Videos are streamed directly from the HuggingFaceFV/finevideo dataset, eliminating the need for local prefetching. Each video is split on-the-fly into multiple clips, which are then streamed, processed, and written to Parquet format.

HF parquet (mp4 bytes)
|
+--flat_map(process_video_bytes) # 1 video -> ~10 clips
| scene detect + quality filter + keyframe extraction (fused)
|
+--vLLMEngineProcessor # 1:1, attaches category/is_safe/desc
| Qwen2.5-VL-3B, one replica per GPU
|
+--filter(is_safe) # drops unsafe rows
|
+--map_batches(CLIPEmbedder) # 1:1, attaches 512-d embedding
| CLIP ViT-B/32 on CPU actor pool
|
+--write_parquet # /mnt/shared_storage/...

Each .py file has per-stage IO comments, see video_curation.py for the full data-flow narrative.

The key idea is streaming execution with heterogeneous resources. Traditional staged pipelines run one stage at a time, GPUs sit idle during CPU stages.
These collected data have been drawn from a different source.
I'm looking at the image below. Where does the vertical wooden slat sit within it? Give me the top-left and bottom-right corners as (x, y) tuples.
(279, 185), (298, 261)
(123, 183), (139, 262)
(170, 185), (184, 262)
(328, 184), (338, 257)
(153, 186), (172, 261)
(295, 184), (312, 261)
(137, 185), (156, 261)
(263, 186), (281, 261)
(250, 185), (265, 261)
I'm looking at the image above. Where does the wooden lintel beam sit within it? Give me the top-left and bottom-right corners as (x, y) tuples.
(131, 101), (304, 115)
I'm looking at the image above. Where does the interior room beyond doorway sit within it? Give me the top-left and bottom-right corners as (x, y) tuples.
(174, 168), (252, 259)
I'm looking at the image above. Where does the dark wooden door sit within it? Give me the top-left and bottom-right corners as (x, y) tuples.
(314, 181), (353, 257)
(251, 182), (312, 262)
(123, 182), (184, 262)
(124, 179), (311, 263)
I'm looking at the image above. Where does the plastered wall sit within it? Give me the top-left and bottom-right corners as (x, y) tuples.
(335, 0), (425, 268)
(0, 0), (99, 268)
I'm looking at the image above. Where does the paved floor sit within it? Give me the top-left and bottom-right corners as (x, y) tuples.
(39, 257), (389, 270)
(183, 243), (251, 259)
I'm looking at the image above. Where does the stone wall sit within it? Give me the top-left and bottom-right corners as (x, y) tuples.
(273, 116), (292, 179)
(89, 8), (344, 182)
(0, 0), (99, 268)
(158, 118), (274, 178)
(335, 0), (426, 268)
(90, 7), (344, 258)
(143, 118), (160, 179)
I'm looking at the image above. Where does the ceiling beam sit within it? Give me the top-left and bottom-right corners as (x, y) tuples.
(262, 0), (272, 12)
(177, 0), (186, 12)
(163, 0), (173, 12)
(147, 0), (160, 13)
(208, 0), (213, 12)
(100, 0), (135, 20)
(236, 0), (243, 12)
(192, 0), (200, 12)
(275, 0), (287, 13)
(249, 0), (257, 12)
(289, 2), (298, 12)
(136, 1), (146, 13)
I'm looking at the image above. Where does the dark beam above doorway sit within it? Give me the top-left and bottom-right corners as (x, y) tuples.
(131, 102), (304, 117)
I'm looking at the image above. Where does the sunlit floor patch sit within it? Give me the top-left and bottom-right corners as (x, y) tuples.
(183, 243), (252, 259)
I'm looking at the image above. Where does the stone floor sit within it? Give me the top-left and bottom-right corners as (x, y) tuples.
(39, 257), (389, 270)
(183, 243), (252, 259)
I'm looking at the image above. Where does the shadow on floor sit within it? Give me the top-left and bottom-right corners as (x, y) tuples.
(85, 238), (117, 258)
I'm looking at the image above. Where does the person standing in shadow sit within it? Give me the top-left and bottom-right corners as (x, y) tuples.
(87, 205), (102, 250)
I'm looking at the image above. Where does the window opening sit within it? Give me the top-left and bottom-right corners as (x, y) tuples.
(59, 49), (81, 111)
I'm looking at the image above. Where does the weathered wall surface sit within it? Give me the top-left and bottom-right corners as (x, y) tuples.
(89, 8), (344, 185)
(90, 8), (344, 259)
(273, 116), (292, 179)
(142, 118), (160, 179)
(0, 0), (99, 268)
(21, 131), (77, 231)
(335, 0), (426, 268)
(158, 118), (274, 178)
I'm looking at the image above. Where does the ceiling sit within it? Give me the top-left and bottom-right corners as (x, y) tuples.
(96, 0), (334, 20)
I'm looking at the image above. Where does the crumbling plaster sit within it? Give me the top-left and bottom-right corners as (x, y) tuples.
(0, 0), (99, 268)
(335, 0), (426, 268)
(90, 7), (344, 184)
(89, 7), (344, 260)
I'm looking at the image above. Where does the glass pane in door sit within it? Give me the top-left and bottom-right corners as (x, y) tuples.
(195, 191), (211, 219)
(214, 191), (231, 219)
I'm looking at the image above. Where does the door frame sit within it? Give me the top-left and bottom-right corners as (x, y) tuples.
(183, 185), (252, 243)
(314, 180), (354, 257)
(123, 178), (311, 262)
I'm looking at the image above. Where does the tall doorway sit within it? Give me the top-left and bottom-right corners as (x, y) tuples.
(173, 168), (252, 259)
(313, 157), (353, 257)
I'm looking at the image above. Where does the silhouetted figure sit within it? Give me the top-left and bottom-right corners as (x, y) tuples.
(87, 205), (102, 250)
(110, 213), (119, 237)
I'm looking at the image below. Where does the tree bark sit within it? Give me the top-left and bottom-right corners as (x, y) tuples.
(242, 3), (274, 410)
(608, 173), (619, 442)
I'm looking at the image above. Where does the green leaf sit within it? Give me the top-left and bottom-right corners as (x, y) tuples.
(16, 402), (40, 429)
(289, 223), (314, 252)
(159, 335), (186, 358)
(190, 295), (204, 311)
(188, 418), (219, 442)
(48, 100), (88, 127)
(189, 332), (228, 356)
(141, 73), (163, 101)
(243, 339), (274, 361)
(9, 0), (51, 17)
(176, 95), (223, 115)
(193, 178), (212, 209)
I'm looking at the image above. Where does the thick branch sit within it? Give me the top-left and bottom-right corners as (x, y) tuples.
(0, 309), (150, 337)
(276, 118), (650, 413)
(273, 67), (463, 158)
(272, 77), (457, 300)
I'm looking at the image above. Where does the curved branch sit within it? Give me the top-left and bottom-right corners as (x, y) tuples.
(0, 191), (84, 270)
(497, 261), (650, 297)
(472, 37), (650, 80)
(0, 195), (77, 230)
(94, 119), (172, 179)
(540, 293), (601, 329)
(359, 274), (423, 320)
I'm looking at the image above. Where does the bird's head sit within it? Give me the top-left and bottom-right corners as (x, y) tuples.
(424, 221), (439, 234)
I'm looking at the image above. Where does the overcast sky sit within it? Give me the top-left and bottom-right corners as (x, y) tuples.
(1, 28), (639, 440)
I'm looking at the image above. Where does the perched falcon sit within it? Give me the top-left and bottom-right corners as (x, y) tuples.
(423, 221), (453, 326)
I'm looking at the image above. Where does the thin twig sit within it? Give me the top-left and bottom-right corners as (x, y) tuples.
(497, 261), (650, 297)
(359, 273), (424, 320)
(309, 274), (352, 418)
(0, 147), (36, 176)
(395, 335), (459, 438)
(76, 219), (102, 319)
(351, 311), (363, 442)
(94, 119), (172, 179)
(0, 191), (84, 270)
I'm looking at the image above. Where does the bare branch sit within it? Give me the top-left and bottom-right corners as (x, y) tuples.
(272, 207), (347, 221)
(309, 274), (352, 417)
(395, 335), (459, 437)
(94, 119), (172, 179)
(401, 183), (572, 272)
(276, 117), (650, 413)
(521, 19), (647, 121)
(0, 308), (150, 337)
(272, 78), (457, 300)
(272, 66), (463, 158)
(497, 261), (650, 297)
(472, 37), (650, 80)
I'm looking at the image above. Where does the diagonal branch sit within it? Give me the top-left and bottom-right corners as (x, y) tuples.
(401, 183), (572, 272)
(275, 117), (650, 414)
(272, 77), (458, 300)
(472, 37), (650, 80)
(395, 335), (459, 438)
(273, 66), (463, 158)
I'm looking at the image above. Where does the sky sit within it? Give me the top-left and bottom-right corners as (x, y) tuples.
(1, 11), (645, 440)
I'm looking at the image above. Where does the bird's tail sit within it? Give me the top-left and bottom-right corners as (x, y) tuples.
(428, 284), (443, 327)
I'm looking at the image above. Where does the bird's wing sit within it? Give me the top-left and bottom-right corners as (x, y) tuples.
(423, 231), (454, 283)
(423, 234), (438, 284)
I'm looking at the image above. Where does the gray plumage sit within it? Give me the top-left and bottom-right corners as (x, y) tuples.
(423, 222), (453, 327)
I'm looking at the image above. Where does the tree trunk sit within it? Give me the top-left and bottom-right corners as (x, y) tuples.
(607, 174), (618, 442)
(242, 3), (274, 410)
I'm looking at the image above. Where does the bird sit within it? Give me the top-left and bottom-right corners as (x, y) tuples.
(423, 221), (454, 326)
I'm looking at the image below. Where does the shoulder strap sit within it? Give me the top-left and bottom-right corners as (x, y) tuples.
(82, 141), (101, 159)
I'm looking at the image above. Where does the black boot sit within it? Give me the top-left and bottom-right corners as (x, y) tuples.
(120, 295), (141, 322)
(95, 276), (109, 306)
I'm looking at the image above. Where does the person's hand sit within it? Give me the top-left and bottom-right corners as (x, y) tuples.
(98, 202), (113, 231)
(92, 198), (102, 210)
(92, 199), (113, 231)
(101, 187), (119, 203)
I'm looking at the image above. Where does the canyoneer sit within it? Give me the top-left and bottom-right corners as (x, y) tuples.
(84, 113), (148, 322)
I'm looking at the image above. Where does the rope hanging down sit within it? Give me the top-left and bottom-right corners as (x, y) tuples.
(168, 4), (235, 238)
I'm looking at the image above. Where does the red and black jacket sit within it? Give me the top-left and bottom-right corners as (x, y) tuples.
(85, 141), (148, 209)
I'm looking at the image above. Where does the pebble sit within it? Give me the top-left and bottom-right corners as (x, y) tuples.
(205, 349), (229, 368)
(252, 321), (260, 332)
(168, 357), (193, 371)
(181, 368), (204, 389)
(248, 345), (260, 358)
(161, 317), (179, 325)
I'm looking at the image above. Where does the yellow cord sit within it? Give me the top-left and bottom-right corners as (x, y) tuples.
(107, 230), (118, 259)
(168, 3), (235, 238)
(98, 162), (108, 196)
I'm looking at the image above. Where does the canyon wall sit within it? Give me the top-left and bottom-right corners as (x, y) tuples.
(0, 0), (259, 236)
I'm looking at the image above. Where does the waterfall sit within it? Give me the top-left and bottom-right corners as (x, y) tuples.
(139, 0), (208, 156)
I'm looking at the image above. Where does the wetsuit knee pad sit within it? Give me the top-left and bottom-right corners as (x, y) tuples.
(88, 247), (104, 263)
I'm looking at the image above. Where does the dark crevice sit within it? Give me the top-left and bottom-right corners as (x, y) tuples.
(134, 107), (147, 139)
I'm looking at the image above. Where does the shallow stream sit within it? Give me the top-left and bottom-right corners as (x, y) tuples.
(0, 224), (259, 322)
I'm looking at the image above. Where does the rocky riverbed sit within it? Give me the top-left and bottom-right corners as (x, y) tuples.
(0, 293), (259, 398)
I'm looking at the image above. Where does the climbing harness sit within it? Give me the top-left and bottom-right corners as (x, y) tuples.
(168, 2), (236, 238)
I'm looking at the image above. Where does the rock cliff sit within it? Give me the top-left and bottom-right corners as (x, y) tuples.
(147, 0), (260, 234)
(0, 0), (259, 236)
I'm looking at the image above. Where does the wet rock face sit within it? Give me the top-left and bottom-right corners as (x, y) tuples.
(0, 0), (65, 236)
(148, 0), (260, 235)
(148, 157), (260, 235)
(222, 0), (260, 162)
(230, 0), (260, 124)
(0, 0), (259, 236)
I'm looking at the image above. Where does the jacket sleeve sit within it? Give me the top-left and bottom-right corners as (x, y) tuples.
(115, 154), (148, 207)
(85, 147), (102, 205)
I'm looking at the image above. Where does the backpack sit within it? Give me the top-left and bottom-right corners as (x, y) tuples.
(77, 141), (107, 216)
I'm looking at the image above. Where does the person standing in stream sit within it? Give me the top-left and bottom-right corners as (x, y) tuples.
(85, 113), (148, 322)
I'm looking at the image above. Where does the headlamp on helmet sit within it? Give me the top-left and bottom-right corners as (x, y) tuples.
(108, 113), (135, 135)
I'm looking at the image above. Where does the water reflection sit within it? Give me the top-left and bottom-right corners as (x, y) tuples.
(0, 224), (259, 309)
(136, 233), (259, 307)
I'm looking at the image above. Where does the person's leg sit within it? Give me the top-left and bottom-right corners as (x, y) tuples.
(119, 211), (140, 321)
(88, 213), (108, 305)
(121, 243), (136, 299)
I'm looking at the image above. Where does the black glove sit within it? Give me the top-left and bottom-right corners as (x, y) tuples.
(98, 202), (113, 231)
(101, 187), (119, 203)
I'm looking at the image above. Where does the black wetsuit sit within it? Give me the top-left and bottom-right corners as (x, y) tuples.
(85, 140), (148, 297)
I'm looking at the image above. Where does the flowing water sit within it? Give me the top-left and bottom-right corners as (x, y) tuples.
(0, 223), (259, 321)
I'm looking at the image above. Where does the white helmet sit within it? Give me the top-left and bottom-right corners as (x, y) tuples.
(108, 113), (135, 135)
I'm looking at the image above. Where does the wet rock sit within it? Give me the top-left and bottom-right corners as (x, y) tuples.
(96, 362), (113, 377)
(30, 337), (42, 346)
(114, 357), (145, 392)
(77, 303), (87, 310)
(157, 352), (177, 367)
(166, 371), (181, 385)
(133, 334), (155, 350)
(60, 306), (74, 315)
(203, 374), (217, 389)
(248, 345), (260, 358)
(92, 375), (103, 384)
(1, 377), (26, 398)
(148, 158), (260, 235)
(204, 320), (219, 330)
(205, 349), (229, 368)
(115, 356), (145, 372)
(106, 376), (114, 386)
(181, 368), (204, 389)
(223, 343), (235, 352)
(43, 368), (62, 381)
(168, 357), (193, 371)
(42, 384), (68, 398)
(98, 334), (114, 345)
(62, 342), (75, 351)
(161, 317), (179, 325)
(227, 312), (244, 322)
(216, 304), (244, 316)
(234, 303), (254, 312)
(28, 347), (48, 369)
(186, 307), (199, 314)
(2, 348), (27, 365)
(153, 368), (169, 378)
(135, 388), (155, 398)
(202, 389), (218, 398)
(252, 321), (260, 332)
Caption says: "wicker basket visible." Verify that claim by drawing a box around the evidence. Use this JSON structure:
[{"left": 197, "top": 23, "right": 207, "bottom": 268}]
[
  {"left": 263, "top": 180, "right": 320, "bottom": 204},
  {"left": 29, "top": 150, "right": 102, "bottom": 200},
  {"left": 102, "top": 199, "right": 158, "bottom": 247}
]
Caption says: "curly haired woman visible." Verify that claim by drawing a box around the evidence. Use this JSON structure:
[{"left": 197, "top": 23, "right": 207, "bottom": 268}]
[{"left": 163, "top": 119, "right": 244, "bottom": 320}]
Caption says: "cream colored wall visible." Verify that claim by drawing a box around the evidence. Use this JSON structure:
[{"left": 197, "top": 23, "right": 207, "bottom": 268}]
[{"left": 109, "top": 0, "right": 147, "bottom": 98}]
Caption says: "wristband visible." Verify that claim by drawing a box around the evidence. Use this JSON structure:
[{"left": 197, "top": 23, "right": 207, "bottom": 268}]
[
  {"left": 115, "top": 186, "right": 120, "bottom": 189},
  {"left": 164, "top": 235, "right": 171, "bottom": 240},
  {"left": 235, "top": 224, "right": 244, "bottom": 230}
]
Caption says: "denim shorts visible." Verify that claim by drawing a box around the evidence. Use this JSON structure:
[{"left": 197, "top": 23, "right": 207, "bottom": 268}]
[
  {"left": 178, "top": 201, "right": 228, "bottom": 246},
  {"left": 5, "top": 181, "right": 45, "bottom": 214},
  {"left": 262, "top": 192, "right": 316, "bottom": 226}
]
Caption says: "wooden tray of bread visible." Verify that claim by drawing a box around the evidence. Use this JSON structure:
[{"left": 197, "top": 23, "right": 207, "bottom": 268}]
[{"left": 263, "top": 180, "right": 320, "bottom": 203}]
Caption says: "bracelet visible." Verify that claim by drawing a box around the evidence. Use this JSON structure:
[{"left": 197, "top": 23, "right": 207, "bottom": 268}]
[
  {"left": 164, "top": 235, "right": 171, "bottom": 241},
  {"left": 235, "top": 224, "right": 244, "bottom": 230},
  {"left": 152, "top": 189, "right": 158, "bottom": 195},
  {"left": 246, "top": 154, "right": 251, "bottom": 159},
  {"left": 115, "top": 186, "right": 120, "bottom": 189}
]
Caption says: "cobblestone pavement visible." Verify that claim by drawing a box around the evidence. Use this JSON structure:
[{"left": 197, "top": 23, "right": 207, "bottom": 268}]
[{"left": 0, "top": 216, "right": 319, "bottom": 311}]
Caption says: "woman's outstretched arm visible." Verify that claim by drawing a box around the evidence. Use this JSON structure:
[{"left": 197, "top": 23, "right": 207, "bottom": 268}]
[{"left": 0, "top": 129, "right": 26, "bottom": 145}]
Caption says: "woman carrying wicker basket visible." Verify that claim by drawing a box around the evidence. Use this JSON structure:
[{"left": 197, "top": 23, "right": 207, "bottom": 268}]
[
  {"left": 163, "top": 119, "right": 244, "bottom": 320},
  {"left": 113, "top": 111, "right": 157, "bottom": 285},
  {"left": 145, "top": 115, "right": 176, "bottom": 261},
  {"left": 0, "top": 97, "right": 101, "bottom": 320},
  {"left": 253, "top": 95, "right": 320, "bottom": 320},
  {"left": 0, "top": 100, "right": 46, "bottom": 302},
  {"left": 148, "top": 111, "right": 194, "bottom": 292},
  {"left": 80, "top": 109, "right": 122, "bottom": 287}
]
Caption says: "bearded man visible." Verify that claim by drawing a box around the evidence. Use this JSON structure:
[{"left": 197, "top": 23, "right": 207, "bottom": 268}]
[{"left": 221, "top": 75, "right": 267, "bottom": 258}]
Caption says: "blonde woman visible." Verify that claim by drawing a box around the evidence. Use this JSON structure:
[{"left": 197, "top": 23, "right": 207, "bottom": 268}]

This pipeline chains all five stages so CPU and GPU work run concurrently:

Video curation pipeline with Ray Data showing CPU and GPU stages running concurrently

Ray Data executes each operation on the specified compute type, streams data block-by-block between operations, and applies backpressure automatically.

Heterogeneous scheduling with Ray Data showing automatic backpressure between stages

Install the Anyscale CLI

pip install -U anyscale
anyscale login

Clone the example

git clone https://github.com/anyscale/examples.git
cd examples/video_curation

Submit the job

FineVideo is a gated Hugging Face dataset, so you must set the HF_TOKEN environment variable.
Pass your Hugging Face token to the job using the --env flag to enable dataset access.

export HF_TOKEN=hf_...

# Run the job on 20 videos
anyscale job submit -f job.yaml --env HF_TOKEN=$HF_TOKEN --env NUM_VIDEOS=20

To run the job on the full dataset, simply omit the NUM_VIDEOS flag.

Understanding the example

  • This example uses two models: Qwen2.5-VL-3B-Instruct for semantic understanding and CLIP ViT-B/32 for embedding computations. Both models are public and automatically downloaded from Hugging Face.
  • This workload creates curated parquet files that are saved to /mnt/shared_storage/finevideo/curated/streaming_<timestamp>/.